В модельных туфельках — и на грязь! Мы-то небось до холодов в мамочкиных бегали…
— Мамочкины — это босиком, кажись? — осведомлялся портной Николай Иванович, смирный и болезненный мужчина.
— А какие же еще? Ни черта беречь не хочут.
— Не надо их так, Раиса Никитична, — вступался Виктор Евстафьевич, сильно сдавший за эти годы. Полулысый, полуседой, с узеньким лицом, испещренным коричневыми родинками и пятнами, он казался даже старше своей ветхой, сонной мамаши. И почти не выходил из их таинственной, оборудованной двумя звукоизолированными дверьми комнаты.
— Оне у вас такие славные, добрые, — добавлял он, растроганно улыбаясь. — Такие милые, добрые девушки. Жаль, что никогда не заходят. Я зову, а Оне не хотят…
— Некогда им, — смягчившимся тоном отвечала мать. — Делов-то нынче у молодежи сколько…
Сосед стал еще чуднее. Однажды ранним утром Инна застала его на кухне прильнувшим к зальделому, розовозолотому от солнца окошку.
— Встала из мрака младая с перстами пурпурными Эос, — певуче шептал он.
— Как? — остановилась Инна, с интересом вслушавшись в мерное звучание стиха.
— Младая… с перстами пурпурными… — заспешил Виктор Евстафьевич, водя в воздухе скрюченными ревматизмом пальцами. — Это богиня зари, Эос. У древних греков. Это Гомер. Я вам дам, вы приходите…
— Спасибо, — вздохнула Инна. — Некогда читать. По программе задают ужас как много.
— Да, да, по программе, — понятливо и грустно закивал старик. — Это нужно, нужно.

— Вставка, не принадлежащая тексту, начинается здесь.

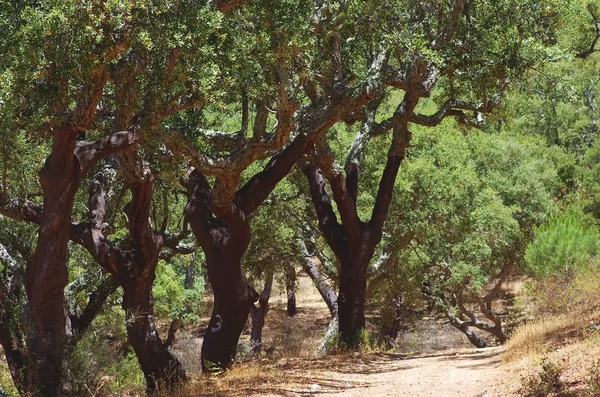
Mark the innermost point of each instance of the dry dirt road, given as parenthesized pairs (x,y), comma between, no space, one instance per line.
(465,373)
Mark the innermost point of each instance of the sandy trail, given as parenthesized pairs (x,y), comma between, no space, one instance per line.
(467,373)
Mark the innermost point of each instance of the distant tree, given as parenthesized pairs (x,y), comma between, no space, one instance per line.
(471,205)
(451,45)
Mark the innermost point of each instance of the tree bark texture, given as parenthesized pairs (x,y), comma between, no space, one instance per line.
(134,268)
(223,231)
(258,315)
(11,336)
(352,240)
(290,289)
(46,276)
(310,266)
(224,243)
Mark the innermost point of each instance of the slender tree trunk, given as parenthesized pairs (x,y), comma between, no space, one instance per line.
(189,273)
(46,276)
(233,299)
(390,329)
(11,338)
(162,370)
(224,239)
(310,266)
(351,302)
(259,313)
(290,289)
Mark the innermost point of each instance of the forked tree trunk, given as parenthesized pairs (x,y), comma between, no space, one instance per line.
(135,271)
(223,232)
(352,240)
(161,369)
(351,301)
(290,289)
(233,298)
(258,315)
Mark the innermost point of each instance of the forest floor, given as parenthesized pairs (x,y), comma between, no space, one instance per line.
(431,359)
(466,373)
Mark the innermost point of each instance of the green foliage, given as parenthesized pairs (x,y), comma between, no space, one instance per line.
(593,381)
(547,382)
(171,299)
(565,244)
(101,360)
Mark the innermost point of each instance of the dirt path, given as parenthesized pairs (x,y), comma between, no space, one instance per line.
(467,373)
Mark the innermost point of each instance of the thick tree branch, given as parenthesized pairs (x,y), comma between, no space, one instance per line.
(400,142)
(81,323)
(328,224)
(89,153)
(257,189)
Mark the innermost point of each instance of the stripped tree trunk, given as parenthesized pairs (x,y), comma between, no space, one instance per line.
(310,266)
(135,272)
(223,232)
(46,276)
(290,289)
(353,241)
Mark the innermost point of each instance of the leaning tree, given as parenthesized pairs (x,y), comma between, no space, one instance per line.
(470,51)
(66,66)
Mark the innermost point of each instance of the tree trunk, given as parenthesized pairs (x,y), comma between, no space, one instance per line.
(290,288)
(189,273)
(46,276)
(390,329)
(258,315)
(310,266)
(162,370)
(233,298)
(11,337)
(351,303)
(473,338)
(224,239)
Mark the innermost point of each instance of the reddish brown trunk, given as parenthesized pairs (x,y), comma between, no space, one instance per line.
(258,315)
(161,369)
(224,241)
(352,296)
(234,297)
(290,289)
(47,276)
(12,339)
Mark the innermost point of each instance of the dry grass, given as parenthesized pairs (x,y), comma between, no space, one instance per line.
(564,333)
(544,335)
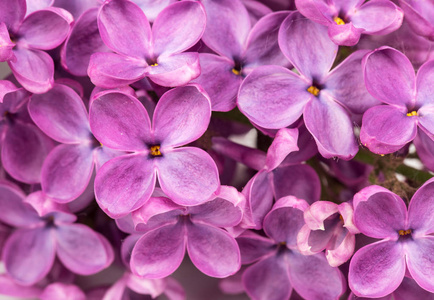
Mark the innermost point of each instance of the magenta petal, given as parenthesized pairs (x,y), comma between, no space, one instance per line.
(181,116)
(187,175)
(378,17)
(421,209)
(178,27)
(227,27)
(82,250)
(83,41)
(268,279)
(124,28)
(345,83)
(124,183)
(332,128)
(120,121)
(379,213)
(313,278)
(61,114)
(159,252)
(389,76)
(67,171)
(34,69)
(262,46)
(389,261)
(175,70)
(319,51)
(213,261)
(45,29)
(273,97)
(23,152)
(29,254)
(216,72)
(386,129)
(419,262)
(111,70)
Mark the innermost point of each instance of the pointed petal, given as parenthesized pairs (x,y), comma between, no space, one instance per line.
(319,51)
(175,70)
(419,263)
(268,280)
(386,129)
(23,152)
(28,254)
(34,70)
(82,250)
(124,29)
(124,183)
(421,209)
(220,261)
(345,84)
(159,252)
(178,27)
(45,29)
(187,175)
(227,27)
(379,213)
(262,46)
(332,128)
(273,97)
(120,121)
(378,17)
(389,76)
(389,261)
(216,72)
(61,114)
(111,70)
(181,116)
(306,272)
(67,171)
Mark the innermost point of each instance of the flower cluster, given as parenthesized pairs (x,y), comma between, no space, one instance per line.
(120,131)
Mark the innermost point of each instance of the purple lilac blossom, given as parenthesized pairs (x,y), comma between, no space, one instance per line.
(406,241)
(347,20)
(141,51)
(408,104)
(187,175)
(23,39)
(274,97)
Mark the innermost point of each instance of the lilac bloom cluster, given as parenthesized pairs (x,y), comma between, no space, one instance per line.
(264,143)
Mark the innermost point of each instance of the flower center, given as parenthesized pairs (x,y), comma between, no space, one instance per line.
(404,232)
(412,113)
(338,21)
(313,90)
(155,150)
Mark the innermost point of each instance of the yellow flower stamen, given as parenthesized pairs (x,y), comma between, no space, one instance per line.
(404,232)
(412,114)
(338,21)
(313,90)
(155,150)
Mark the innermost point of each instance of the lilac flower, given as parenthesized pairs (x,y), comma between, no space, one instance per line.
(44,229)
(347,20)
(279,266)
(170,229)
(140,51)
(389,77)
(187,175)
(406,241)
(23,146)
(241,49)
(23,39)
(328,226)
(274,97)
(60,113)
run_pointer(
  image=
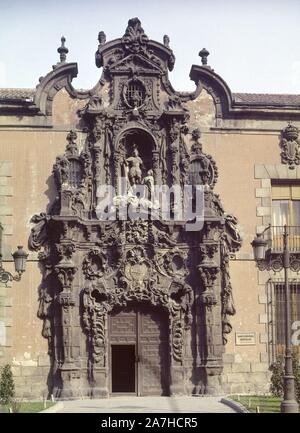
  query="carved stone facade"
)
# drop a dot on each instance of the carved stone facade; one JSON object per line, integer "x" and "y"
{"x": 95, "y": 267}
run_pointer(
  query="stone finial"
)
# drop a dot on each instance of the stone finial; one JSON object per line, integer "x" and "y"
{"x": 166, "y": 41}
{"x": 102, "y": 38}
{"x": 62, "y": 50}
{"x": 290, "y": 146}
{"x": 204, "y": 54}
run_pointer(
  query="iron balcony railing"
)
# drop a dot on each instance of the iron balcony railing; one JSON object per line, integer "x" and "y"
{"x": 275, "y": 237}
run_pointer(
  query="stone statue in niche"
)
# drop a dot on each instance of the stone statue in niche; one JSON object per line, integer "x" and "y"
{"x": 133, "y": 167}
{"x": 149, "y": 183}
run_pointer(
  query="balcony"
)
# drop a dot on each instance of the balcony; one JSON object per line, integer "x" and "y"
{"x": 275, "y": 237}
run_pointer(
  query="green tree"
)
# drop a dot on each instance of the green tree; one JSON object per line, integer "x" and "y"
{"x": 7, "y": 386}
{"x": 277, "y": 370}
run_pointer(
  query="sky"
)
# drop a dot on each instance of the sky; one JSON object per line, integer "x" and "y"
{"x": 254, "y": 45}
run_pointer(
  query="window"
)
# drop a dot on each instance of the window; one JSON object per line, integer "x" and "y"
{"x": 276, "y": 316}
{"x": 286, "y": 211}
{"x": 286, "y": 205}
{"x": 279, "y": 294}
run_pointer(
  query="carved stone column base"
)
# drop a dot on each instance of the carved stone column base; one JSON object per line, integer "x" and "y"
{"x": 99, "y": 387}
{"x": 212, "y": 375}
{"x": 177, "y": 385}
{"x": 71, "y": 382}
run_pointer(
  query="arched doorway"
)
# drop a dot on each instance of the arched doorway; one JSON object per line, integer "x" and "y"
{"x": 139, "y": 351}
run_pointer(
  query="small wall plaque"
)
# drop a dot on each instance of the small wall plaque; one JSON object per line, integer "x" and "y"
{"x": 245, "y": 338}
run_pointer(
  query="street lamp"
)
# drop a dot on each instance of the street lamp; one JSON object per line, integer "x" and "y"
{"x": 20, "y": 258}
{"x": 265, "y": 259}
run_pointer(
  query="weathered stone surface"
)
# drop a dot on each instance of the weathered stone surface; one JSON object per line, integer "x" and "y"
{"x": 241, "y": 367}
{"x": 259, "y": 367}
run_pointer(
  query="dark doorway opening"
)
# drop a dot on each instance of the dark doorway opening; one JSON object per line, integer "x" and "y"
{"x": 123, "y": 368}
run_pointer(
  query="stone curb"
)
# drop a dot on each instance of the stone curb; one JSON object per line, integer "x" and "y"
{"x": 238, "y": 407}
{"x": 53, "y": 409}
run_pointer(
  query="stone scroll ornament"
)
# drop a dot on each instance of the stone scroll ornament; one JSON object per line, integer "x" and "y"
{"x": 137, "y": 281}
{"x": 290, "y": 146}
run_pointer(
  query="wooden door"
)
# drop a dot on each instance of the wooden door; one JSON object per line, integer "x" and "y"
{"x": 147, "y": 330}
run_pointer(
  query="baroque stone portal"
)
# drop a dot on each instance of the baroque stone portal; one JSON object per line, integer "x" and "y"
{"x": 134, "y": 305}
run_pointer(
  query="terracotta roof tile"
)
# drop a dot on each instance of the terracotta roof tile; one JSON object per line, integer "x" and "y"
{"x": 10, "y": 93}
{"x": 241, "y": 98}
{"x": 266, "y": 99}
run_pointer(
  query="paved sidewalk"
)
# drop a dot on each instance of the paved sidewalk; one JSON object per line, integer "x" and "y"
{"x": 146, "y": 405}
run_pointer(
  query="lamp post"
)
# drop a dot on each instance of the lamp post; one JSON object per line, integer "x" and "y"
{"x": 20, "y": 257}
{"x": 265, "y": 260}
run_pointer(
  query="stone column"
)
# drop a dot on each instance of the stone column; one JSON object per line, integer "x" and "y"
{"x": 209, "y": 299}
{"x": 70, "y": 372}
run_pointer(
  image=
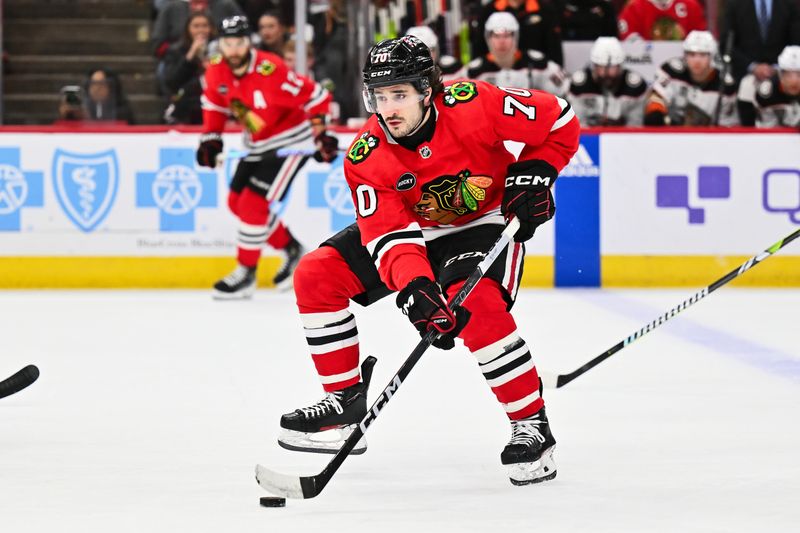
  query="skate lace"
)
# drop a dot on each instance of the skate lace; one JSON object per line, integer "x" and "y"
{"x": 526, "y": 432}
{"x": 236, "y": 276}
{"x": 324, "y": 406}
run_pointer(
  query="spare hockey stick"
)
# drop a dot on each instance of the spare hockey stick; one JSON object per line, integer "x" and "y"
{"x": 19, "y": 381}
{"x": 292, "y": 486}
{"x": 558, "y": 381}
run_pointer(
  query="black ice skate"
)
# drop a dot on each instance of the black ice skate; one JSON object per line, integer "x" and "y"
{"x": 283, "y": 278}
{"x": 324, "y": 426}
{"x": 529, "y": 454}
{"x": 239, "y": 284}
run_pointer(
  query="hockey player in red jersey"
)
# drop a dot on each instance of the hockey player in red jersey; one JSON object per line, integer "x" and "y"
{"x": 277, "y": 109}
{"x": 433, "y": 186}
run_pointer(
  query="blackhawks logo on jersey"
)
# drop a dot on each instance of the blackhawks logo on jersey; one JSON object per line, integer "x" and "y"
{"x": 362, "y": 147}
{"x": 460, "y": 93}
{"x": 448, "y": 197}
{"x": 265, "y": 68}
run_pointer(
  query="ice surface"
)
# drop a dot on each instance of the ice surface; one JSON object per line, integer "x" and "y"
{"x": 153, "y": 408}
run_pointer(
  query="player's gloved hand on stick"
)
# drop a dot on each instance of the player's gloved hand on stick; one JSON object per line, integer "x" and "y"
{"x": 327, "y": 147}
{"x": 424, "y": 305}
{"x": 210, "y": 147}
{"x": 527, "y": 195}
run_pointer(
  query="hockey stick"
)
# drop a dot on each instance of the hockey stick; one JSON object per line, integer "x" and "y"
{"x": 558, "y": 381}
{"x": 291, "y": 486}
{"x": 19, "y": 381}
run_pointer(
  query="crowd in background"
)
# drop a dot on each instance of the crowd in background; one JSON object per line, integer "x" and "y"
{"x": 508, "y": 42}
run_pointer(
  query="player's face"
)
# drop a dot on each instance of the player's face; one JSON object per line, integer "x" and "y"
{"x": 270, "y": 30}
{"x": 235, "y": 50}
{"x": 501, "y": 43}
{"x": 200, "y": 28}
{"x": 400, "y": 107}
{"x": 699, "y": 64}
{"x": 606, "y": 75}
{"x": 790, "y": 82}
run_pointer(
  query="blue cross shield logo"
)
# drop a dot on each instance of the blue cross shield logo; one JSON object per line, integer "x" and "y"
{"x": 18, "y": 189}
{"x": 176, "y": 189}
{"x": 86, "y": 185}
{"x": 329, "y": 190}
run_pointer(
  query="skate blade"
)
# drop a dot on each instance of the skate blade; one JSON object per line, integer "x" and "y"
{"x": 536, "y": 472}
{"x": 244, "y": 294}
{"x": 328, "y": 441}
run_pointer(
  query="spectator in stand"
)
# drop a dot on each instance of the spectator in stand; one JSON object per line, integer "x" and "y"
{"x": 106, "y": 100}
{"x": 690, "y": 91}
{"x": 171, "y": 20}
{"x": 761, "y": 29}
{"x": 505, "y": 65}
{"x": 777, "y": 101}
{"x": 586, "y": 20}
{"x": 661, "y": 20}
{"x": 271, "y": 33}
{"x": 330, "y": 46}
{"x": 184, "y": 65}
{"x": 605, "y": 93}
{"x": 289, "y": 54}
{"x": 449, "y": 65}
{"x": 540, "y": 29}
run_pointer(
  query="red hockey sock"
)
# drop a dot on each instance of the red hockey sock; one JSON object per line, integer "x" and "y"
{"x": 323, "y": 286}
{"x": 503, "y": 357}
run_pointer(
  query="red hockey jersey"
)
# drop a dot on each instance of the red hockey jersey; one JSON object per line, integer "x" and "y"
{"x": 404, "y": 197}
{"x": 271, "y": 102}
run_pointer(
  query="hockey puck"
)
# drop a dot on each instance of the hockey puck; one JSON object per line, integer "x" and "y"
{"x": 272, "y": 501}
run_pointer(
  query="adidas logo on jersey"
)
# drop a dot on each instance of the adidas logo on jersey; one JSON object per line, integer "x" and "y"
{"x": 581, "y": 165}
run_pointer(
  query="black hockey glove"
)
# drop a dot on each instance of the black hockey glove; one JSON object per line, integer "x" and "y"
{"x": 327, "y": 147}
{"x": 527, "y": 196}
{"x": 210, "y": 147}
{"x": 424, "y": 305}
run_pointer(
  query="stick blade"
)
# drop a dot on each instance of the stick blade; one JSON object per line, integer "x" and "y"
{"x": 281, "y": 484}
{"x": 22, "y": 379}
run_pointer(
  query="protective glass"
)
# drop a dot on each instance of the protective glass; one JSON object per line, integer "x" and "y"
{"x": 389, "y": 99}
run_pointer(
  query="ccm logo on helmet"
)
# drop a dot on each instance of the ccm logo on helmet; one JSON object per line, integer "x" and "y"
{"x": 527, "y": 181}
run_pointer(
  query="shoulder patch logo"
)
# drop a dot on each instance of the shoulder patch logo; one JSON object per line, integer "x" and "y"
{"x": 406, "y": 182}
{"x": 265, "y": 68}
{"x": 459, "y": 93}
{"x": 362, "y": 147}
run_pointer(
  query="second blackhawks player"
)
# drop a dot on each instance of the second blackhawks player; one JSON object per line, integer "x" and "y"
{"x": 433, "y": 186}
{"x": 277, "y": 109}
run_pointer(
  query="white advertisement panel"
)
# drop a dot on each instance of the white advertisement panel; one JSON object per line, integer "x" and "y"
{"x": 698, "y": 193}
{"x": 140, "y": 194}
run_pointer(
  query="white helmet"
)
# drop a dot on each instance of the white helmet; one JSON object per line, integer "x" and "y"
{"x": 501, "y": 22}
{"x": 789, "y": 58}
{"x": 426, "y": 35}
{"x": 700, "y": 41}
{"x": 607, "y": 51}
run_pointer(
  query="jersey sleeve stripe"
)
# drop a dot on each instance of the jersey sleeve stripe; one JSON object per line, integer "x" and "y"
{"x": 211, "y": 106}
{"x": 567, "y": 114}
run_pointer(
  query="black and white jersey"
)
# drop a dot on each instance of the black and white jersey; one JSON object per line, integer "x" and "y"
{"x": 596, "y": 105}
{"x": 775, "y": 108}
{"x": 690, "y": 103}
{"x": 531, "y": 70}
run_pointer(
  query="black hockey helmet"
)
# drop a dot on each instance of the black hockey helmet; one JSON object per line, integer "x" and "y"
{"x": 235, "y": 26}
{"x": 402, "y": 60}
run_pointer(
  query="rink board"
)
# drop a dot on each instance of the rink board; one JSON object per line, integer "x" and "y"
{"x": 130, "y": 208}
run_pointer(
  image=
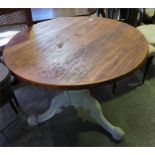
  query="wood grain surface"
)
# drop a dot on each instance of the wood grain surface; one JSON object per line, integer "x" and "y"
{"x": 75, "y": 52}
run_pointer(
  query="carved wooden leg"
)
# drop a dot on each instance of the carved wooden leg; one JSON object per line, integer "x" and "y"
{"x": 78, "y": 98}
{"x": 56, "y": 104}
{"x": 84, "y": 99}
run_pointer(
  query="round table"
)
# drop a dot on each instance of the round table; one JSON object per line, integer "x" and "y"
{"x": 75, "y": 54}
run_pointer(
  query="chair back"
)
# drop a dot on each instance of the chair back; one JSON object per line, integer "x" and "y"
{"x": 10, "y": 16}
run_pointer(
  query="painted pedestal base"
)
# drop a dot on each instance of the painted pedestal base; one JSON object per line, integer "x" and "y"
{"x": 78, "y": 98}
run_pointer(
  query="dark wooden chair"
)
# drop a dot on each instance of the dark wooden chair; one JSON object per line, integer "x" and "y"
{"x": 13, "y": 21}
{"x": 139, "y": 18}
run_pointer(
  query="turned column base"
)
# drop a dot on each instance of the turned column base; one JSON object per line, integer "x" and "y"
{"x": 78, "y": 98}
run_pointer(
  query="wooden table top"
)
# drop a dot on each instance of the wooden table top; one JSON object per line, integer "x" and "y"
{"x": 75, "y": 52}
{"x": 40, "y": 14}
{"x": 4, "y": 74}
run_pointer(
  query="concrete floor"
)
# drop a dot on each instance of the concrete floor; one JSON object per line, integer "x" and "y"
{"x": 132, "y": 108}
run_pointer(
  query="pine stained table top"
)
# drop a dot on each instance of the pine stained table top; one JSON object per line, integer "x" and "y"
{"x": 75, "y": 52}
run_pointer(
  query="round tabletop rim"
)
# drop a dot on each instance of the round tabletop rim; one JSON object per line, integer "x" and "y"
{"x": 77, "y": 86}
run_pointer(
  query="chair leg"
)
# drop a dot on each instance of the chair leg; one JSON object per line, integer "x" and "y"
{"x": 13, "y": 106}
{"x": 114, "y": 87}
{"x": 15, "y": 100}
{"x": 148, "y": 63}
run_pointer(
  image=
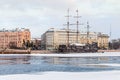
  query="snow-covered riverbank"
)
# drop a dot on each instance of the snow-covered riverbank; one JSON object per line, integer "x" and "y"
{"x": 110, "y": 75}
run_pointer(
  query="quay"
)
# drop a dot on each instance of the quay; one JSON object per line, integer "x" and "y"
{"x": 14, "y": 51}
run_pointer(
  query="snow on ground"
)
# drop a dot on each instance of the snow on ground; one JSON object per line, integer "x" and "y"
{"x": 107, "y": 75}
{"x": 69, "y": 54}
{"x": 80, "y": 54}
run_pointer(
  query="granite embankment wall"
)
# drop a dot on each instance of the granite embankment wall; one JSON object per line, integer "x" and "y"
{"x": 108, "y": 50}
{"x": 14, "y": 51}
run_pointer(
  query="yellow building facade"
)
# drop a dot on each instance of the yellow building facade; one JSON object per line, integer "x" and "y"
{"x": 52, "y": 38}
{"x": 14, "y": 37}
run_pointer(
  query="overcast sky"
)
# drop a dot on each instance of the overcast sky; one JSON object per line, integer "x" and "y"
{"x": 40, "y": 15}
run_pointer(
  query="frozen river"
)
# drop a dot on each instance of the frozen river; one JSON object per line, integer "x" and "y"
{"x": 25, "y": 64}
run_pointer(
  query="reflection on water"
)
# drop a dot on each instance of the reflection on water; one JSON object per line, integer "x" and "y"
{"x": 29, "y": 64}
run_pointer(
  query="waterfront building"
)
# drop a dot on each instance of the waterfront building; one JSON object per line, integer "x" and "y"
{"x": 14, "y": 38}
{"x": 36, "y": 43}
{"x": 52, "y": 38}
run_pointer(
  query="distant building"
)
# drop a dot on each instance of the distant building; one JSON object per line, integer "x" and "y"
{"x": 14, "y": 38}
{"x": 36, "y": 42}
{"x": 52, "y": 38}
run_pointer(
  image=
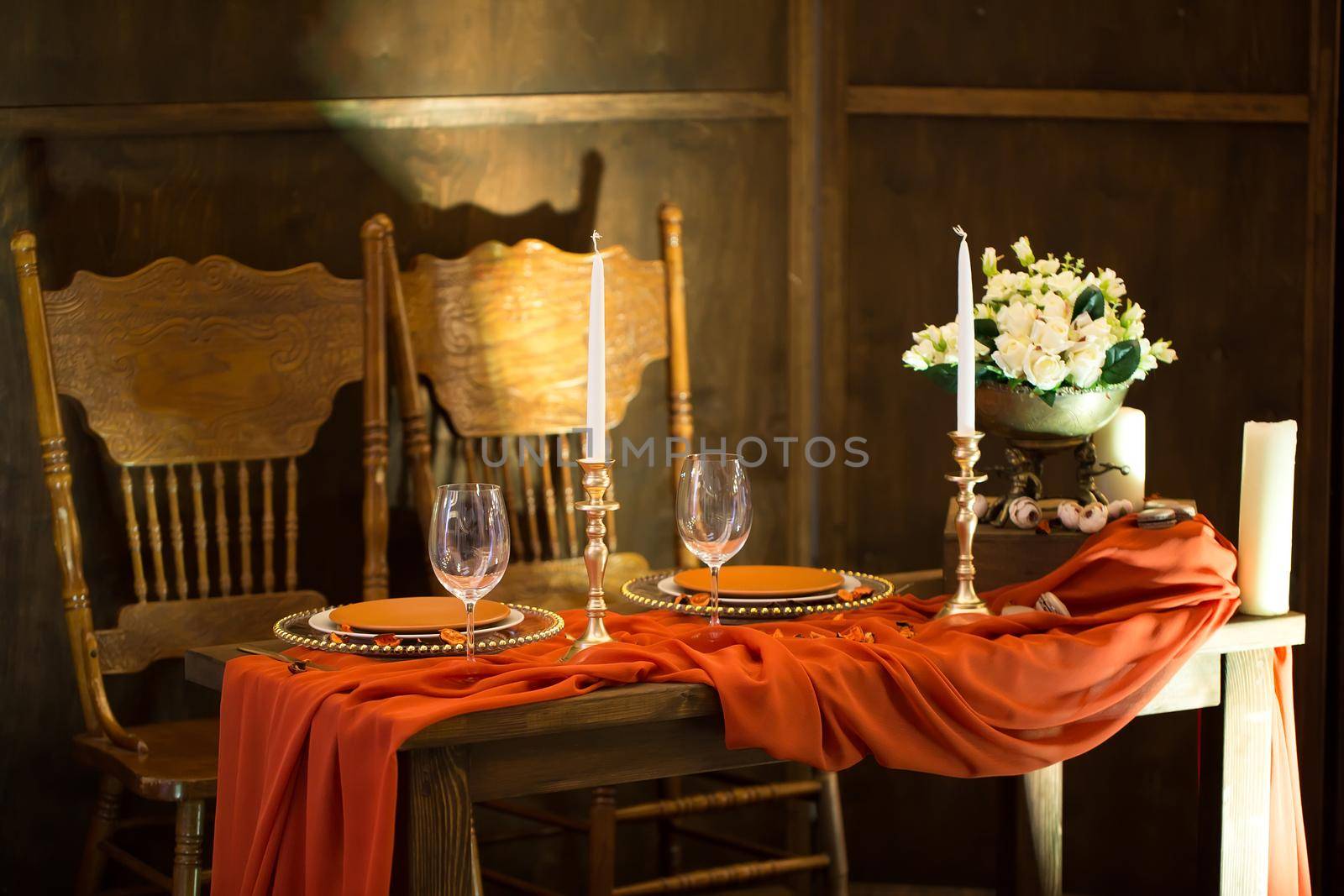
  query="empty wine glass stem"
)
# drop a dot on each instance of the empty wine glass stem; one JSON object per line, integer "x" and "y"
{"x": 470, "y": 629}
{"x": 714, "y": 593}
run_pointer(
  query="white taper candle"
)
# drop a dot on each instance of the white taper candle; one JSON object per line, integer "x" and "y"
{"x": 597, "y": 356}
{"x": 1124, "y": 441}
{"x": 965, "y": 342}
{"x": 1265, "y": 542}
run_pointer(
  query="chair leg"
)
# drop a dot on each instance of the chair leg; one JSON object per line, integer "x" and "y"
{"x": 669, "y": 846}
{"x": 186, "y": 862}
{"x": 832, "y": 835}
{"x": 104, "y": 817}
{"x": 602, "y": 842}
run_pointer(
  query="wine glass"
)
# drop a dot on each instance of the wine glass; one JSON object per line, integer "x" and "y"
{"x": 468, "y": 544}
{"x": 714, "y": 513}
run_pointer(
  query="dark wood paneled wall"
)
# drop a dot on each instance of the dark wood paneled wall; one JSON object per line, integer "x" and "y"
{"x": 269, "y": 134}
{"x": 820, "y": 149}
{"x": 1191, "y": 148}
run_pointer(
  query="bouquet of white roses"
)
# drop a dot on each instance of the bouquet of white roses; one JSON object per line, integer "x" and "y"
{"x": 1047, "y": 327}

Инне все чаще думалось, что жизнь, время постепенно ускоряются, разгоняясь — ну, например, как мальчишеский самокат на асфальте: сперва раскачивается, виляет из стороны в сторону, нехотя набирая быстроту. Каждый шаг отчетливо, каждое лицо заметно и подробно: вон Сережка портновский ржет — думает, сейчас свалюсь, не удержу вихлястый руль; вон мама высовывается из окна, тревожно хмурит красное лицо и охает сердито. Вот лавочка над огромными, морщинистыми, словно слоновые хоботы, тополями — в начале лета она вся белая от пуха, будто покрытая теплой маминой шалью… Скорей, скорей; пружинней толкнуться ногой, разогнать шибче… И понеслось: все замелькало, слилось в одноцветную ленту, не разберешь ни глаз, ни углов, не слышно ни криков ребят, ни гудков автомашин — только весело и монотонно грохочут подшипники, скача по крепкому и тугому асфальту.